Published just before the Ukraine War began, Radical War by the academics Matthew Ford and Andrew Hoskins warned that the fusion of smartphone technology and modern warfare meant that “war is principally about managing the attention of populations and different audiences” in a “media spectacle” where “it is not possible to locate these emergent forms of warfare within existing models of representation and ways of seeing the world”. The smartphone and the drone camera have changed war entirely, “replacing the rifle as the weapon of choice for those engaged in mass participation in war” and “collapsing the boundary between those who observe war and those who engage in it”.

But the Ukraine war has collapsed the boundaries further still: you too can now donate to kill a Russian soldier, and watch and share his death, all from the smartphone nestled in your hand. Similarly, it is impossible to use the internet in 2023 without being, in some way, a participant in America’s cold civil war: just as Americans regroup themselves into opposing lines, waiting for the great culmination which may never come, the still largely virtual conflict’s contours shape almost every thought expressed online.

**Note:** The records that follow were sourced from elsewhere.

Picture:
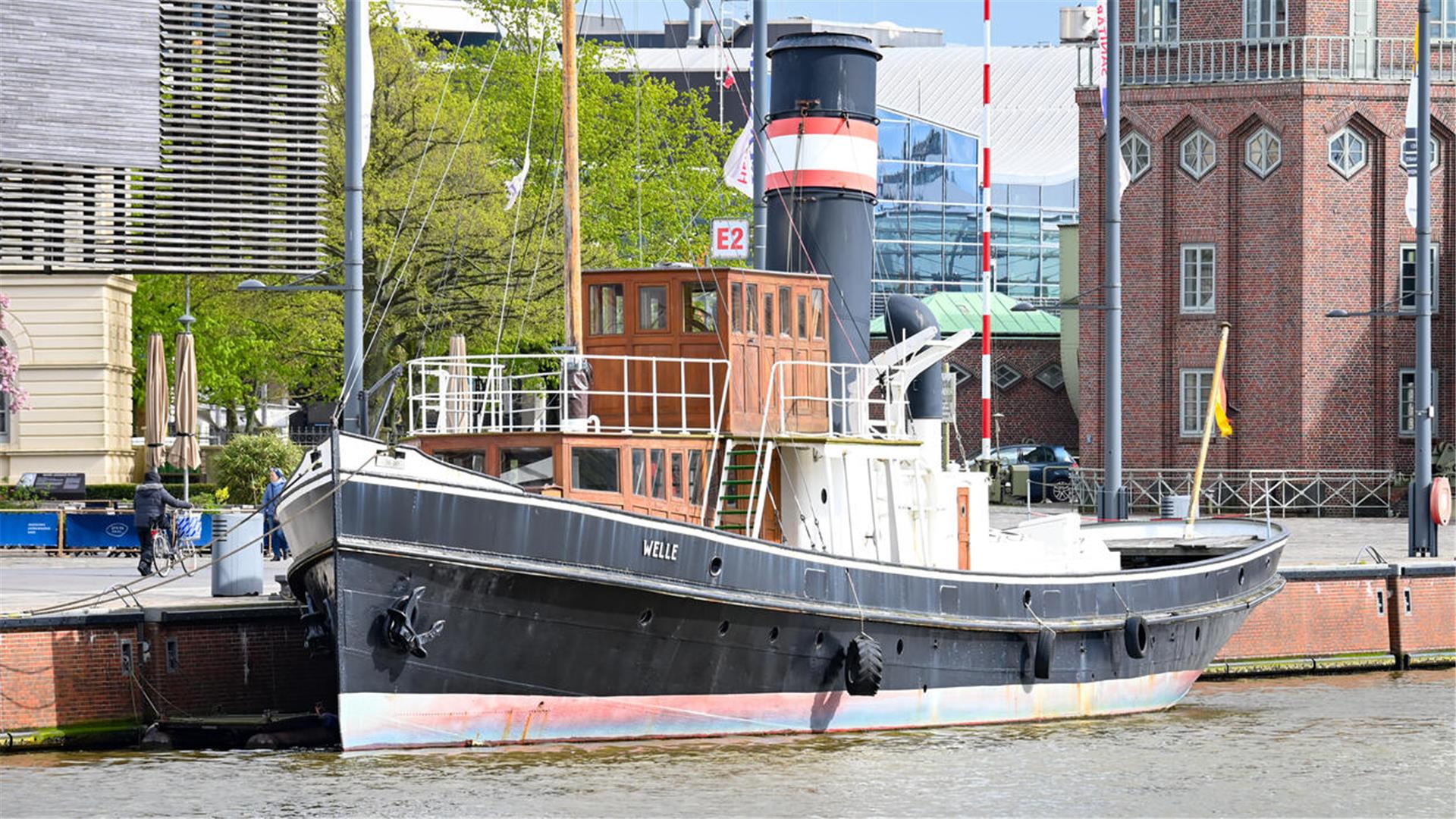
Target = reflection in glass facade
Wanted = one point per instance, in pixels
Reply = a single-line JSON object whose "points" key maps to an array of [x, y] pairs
{"points": [[928, 235]]}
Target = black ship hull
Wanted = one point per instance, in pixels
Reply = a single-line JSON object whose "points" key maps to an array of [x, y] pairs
{"points": [[566, 621]]}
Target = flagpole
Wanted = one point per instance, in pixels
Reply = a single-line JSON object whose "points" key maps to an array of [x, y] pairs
{"points": [[573, 184], [1207, 428], [356, 118], [1423, 529]]}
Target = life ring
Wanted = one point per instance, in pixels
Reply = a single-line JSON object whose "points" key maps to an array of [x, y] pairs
{"points": [[1046, 646], [1134, 635], [1440, 500], [864, 667]]}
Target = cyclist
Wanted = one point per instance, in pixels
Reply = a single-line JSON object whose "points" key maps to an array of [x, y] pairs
{"points": [[149, 504]]}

It is a constant, almost impossible task to force yourself not to care about the latest skirmish in America’s culture war: the path of least resistance, across the world, is simply to embrace the dying hegemon’s last compelling cultural product.

Trapped in the internet, we are all of us participants, willing or not, in a great, globe-spanning war without end. As it has with every new technology, war has brought out the latent power of the internet and social media, hardened them and fashioned them into weapons of terrible power, whose true potential we are only beginning to understand. Only now are they coming together, like the Titanic and the iceberg, in their fatal, predestined embrace.